In 2012, during one of its rare and inexplicable paroxysm of fiscal rectitude, Congress passed a bill that reforms NFIP in important ways — for example, by gradually bringing the cost of flood-insurance premiums within actuarial spitting distance of the value of the insurance, by updating flood maps in order to make them more accurate reflections of places in which there are likely to be floods, and by eliminating some subsidies when homes are sold, so that the new owners pay something closer to real market rates for their insurance. Naturally, these reforms have been opposed by many elected officials in such coastal areas as Florida, home to about 40 percent of the flood-insured homes, and by such self-interested parties as the National Association of Realtors, whose members clasp their heads in despair when potential buyers of waterfront homes walk away after seeing the sometimes sobering premiums they will be expected to pay for buying flood insurance covering homes located in places where there are lots of floods to insure against.
The Senate voted to delay the implementation of reforms for four years — funny how four years is Washington’s preferred block of time — which is tantamount to strapping them to an anvil and dumping them into Biscayne Bay. This not waiving but drowning reform. The House instead prefers to gut those reforms like a perch, an approach that was regrettably supported by Eric Cantor in a bid to bail out a few Republican representatives hailing from flood-prone districts, yet another example of the congressional GOP’s repenting its virtues rather than its vices. Among the worst features of the bill the House passed is the reinstatement of a grandfathering provision requiring that subsidized houses be evaluated on the flood maps that were in use when the houses were built, rather than use more accurate modern maps — as though wishful thinking could be made into reality through the exercise of legislative faculties.

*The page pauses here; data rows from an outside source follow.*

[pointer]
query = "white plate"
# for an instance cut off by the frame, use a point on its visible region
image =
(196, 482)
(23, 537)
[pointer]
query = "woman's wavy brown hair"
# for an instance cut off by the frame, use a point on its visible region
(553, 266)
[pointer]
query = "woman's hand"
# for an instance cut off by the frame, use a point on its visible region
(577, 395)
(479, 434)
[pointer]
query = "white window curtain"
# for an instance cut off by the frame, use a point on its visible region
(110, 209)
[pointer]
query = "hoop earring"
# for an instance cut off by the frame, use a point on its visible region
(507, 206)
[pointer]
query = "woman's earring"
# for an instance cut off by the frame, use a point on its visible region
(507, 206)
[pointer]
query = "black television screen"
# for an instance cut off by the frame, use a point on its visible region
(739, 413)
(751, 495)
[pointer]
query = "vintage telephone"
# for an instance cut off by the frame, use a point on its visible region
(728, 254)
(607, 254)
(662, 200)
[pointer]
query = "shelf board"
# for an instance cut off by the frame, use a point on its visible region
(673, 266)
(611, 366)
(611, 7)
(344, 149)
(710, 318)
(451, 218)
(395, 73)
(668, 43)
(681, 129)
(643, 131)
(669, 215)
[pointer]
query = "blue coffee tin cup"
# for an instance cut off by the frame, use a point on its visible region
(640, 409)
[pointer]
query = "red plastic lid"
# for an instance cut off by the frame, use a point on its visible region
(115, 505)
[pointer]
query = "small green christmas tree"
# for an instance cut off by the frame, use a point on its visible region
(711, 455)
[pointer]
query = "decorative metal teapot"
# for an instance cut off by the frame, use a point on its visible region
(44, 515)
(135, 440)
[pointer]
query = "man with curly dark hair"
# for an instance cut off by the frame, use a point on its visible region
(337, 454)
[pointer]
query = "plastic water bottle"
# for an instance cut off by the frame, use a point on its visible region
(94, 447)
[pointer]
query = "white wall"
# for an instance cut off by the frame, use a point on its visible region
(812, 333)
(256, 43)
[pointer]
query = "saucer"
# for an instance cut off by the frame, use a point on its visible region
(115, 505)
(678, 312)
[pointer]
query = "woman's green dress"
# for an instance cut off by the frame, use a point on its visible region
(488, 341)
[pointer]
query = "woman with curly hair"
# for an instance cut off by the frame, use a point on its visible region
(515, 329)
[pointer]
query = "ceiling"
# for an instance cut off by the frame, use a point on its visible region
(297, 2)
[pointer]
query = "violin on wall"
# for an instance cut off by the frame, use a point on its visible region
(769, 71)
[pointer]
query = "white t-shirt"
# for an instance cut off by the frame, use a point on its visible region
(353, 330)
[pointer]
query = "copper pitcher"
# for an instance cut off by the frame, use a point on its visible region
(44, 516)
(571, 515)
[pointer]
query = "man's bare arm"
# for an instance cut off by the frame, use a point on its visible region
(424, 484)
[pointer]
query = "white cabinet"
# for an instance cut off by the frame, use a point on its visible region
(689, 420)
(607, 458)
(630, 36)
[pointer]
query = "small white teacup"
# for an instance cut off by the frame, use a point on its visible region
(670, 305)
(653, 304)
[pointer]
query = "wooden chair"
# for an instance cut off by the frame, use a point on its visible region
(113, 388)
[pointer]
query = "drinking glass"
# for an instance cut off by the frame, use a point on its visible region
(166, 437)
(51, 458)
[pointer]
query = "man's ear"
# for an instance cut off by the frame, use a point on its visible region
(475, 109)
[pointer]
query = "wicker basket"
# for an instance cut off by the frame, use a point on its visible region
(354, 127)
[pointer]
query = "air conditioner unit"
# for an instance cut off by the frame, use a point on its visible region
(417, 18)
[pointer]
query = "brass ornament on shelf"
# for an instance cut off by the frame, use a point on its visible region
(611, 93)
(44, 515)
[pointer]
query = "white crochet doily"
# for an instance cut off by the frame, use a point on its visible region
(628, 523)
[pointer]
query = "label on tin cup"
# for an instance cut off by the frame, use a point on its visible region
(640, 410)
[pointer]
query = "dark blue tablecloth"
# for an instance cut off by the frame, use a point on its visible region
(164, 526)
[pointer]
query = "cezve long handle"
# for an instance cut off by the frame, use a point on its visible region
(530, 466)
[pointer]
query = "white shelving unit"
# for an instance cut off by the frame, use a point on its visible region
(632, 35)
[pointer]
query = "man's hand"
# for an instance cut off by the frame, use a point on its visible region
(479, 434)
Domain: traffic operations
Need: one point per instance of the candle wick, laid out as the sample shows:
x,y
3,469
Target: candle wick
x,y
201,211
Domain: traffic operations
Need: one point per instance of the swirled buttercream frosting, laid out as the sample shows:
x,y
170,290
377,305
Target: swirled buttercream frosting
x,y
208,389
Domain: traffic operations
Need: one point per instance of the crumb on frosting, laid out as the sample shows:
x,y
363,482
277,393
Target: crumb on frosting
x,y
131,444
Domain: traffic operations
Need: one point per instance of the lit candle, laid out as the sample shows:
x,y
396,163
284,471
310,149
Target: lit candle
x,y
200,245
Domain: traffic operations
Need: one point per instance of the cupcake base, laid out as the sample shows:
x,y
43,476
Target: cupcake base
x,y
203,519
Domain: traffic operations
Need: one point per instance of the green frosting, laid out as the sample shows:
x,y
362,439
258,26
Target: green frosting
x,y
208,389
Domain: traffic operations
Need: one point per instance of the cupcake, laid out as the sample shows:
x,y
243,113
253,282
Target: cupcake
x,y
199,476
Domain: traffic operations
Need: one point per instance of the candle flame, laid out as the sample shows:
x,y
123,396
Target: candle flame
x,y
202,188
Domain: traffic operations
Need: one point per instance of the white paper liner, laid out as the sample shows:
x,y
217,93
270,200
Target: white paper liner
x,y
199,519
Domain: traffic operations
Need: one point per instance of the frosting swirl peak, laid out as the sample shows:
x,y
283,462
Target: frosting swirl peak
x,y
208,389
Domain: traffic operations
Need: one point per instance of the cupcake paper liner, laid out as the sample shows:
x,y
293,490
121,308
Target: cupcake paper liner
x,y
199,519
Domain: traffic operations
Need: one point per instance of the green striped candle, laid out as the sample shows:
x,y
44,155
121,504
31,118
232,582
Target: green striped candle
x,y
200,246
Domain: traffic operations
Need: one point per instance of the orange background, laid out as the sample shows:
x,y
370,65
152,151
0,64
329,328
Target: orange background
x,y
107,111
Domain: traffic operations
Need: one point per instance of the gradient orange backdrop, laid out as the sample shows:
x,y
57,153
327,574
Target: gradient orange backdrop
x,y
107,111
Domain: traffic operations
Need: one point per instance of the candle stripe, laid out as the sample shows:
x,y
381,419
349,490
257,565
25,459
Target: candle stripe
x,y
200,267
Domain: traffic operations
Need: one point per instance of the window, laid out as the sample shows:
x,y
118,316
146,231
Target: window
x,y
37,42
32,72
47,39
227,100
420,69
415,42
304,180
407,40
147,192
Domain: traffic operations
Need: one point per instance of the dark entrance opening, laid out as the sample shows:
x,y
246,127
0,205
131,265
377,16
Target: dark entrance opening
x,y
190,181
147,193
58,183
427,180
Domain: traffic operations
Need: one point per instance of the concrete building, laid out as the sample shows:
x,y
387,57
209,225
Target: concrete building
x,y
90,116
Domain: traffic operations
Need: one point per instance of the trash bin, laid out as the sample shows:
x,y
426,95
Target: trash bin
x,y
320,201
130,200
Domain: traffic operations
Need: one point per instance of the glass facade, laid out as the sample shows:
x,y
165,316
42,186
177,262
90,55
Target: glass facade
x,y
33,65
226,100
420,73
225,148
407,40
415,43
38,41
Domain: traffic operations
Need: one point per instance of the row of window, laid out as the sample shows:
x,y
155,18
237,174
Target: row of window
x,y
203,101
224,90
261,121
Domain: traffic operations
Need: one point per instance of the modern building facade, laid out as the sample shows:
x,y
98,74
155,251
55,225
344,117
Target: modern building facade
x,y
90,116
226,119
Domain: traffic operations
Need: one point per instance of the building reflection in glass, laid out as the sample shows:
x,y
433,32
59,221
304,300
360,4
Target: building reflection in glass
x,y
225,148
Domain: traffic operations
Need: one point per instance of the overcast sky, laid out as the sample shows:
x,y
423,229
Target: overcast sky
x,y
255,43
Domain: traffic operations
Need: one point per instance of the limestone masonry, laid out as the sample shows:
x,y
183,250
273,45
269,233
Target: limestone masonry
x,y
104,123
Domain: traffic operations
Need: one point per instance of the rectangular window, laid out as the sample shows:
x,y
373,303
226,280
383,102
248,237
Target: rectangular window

Jeb Hensarling of Texas was the Republican point man on defending such modest NFIP reforms as conservatives had been able to secure against Republicans who would do them in, but he has been defeated with the assistance of his own party. It may be the case that too much is made of the divide between congressional conservatives and less committed Republicans, and those who would apply a falsus in uno falsus in omnibus standard may be unrealistic, but in this case the conservative holdouts were plainly in the right. Republicans can be the party of free markets, or they can be the party of incumbent business interests, but they cannot be both.